Al típico partido de potrero le pusieron reglas que hacen especial al fútbol callejero. En el plano futbolístico, son tres tiempos, se juegan en equipos mixtos de seis integrantes, no hay laterales, árbitro y tampoco tarjeta amarilla ni roja. Sólo está el mediador, que “facilita” el trámite del juego entre los equipos.

La coordinadora  explicó que la “mediación es la columna vertebral del fútbol callejero”, y que a diario junto a un grupo de 25 mediadores trabajan en los barrios (Tres de Febrero, Pilar, etc.) realizando cursos de capacitaciones sobre este método alternativo de solución de los conflictos.

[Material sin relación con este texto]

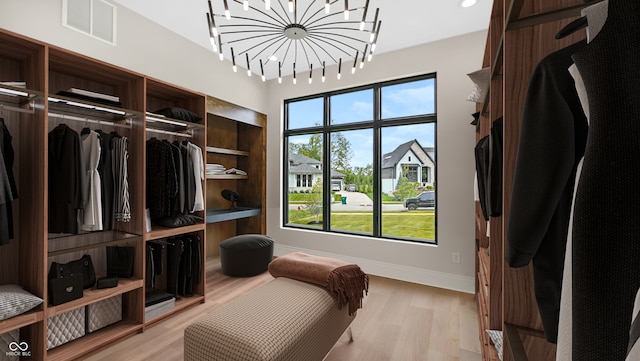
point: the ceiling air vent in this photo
(96, 18)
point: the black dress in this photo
(552, 141)
(65, 179)
(606, 226)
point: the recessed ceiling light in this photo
(467, 3)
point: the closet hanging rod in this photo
(169, 132)
(93, 121)
(16, 109)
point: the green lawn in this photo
(411, 224)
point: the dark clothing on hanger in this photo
(482, 173)
(105, 169)
(65, 179)
(8, 189)
(162, 181)
(606, 251)
(495, 169)
(552, 141)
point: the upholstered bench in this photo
(282, 320)
(246, 255)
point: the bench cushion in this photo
(282, 320)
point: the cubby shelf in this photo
(226, 214)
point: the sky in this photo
(397, 101)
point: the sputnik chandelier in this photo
(280, 37)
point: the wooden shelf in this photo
(94, 295)
(93, 341)
(86, 241)
(163, 232)
(226, 214)
(227, 176)
(22, 320)
(217, 150)
(63, 105)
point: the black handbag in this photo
(65, 289)
(82, 266)
(120, 261)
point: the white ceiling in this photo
(405, 23)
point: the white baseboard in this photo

El plano extrafutbolístico es el condimento: en el primer tiempo (de 5 minutos), los jóvenes de ambos equipos se juntan en una ronda en la mitad de la cancha, lugar en el cual ponen las reglas y las condiciones del partido a disputarse dando cada uno su punto de vista. Ejemplo: que todo los jugadores tengan que tocar la pelota previo a convertir un gol o que el tanto convertido por una mujer valga doble. En el segundo tiempo, se juegan 20 minutos de “juego”.

 

 

 

 

 

 

 

 

 

 

 

 

En tanto, en el tercer tiempo hay otros 20 minutos para evaluar cómo se disputo el encuentro, definir la puntuación de acuerdo al cumplimiento de los tres valores y, obviamente, al ganador.  Los valores que se ponen en juego son tres: el respeto, la solidaridad y la cooperación.

En ese lapso al término del partido, se retoma la discusión de la puesta de reglas con la presencia del mediador para evaluar lo que pasó. Cada equipo aporta su visión del encuentro, con acuerdos y desacuerdos sobre las jugadas, los goles y así se va definiendo la puntuación.

Hay 12 puntos en debate: 3 puntos por partido ganado, 1 punto por empate, y en la parte de valores se otorgan 3 puntos por valor adquirido. Los jugadores son los que definen como se reparten los puntos. Por ejemplo: si llegan al acuerdo que los dos fueron solidarios, ambos equipos reciben 3 puntos. “Nosotros ordenamos el diálogo, lo facilita para que hablen de a una, la idea es que los jóvenes sean protagonistas y tomen las decisiones”, explicó Ferraro. Y no es que no quieran ganar. Así lo resume Rebeca: “Nos gusta la competencia, y es fútbol. La competencia nos invita a ser mejores, no a costa del otro, sino con el otro”, razonó.

Perfil del mediador

La fundación tiene una Escuela de Mediación que se encarga de formar a los futuros “mediadores” de los partidos de fútbol callejero. Hoy en día, tras 20 años de funcionamiento, realizan mundiales de fútbol paralelos a los profesionales, competencias nacionales y regionales, como el de la semana pasada que fue el Encuentro Regional “Copa Cachu Rodríguez” realizado en El Rosedal de Palermo, entre otros lugares de la Ciudad y la provincia de Buenos Aires.

El mediador conduce al grupo para que tengan un mejor juego, es un facilitador del diálogo, y abre la discusión para que los jóvenes den su punto de vista sobre el partido de fútbol.

Desde FUDE, explicaron que debe ser una persona con actitud de “liderazgo”,  capaz de lograr empatía con lo que pasa,  ser un referente para los “pibes”, y poder llegar a tener una conexión con ambos grupos pese a que no los conoce. Destacaron que lo importante es “ver el trasfondo” porque así “es la única manera de resolver los conflictos”.

La Escuela de Mediación es una plataforma virtual con la parte teórica más los  encuentros de formación práctica e itinerantes que se realizan como el encuentro regional mencionado. Los requisitos para serlo son simples: tienen que ser jóvenes de las comunidades y que hayan participado del proceso de fútbol callejero.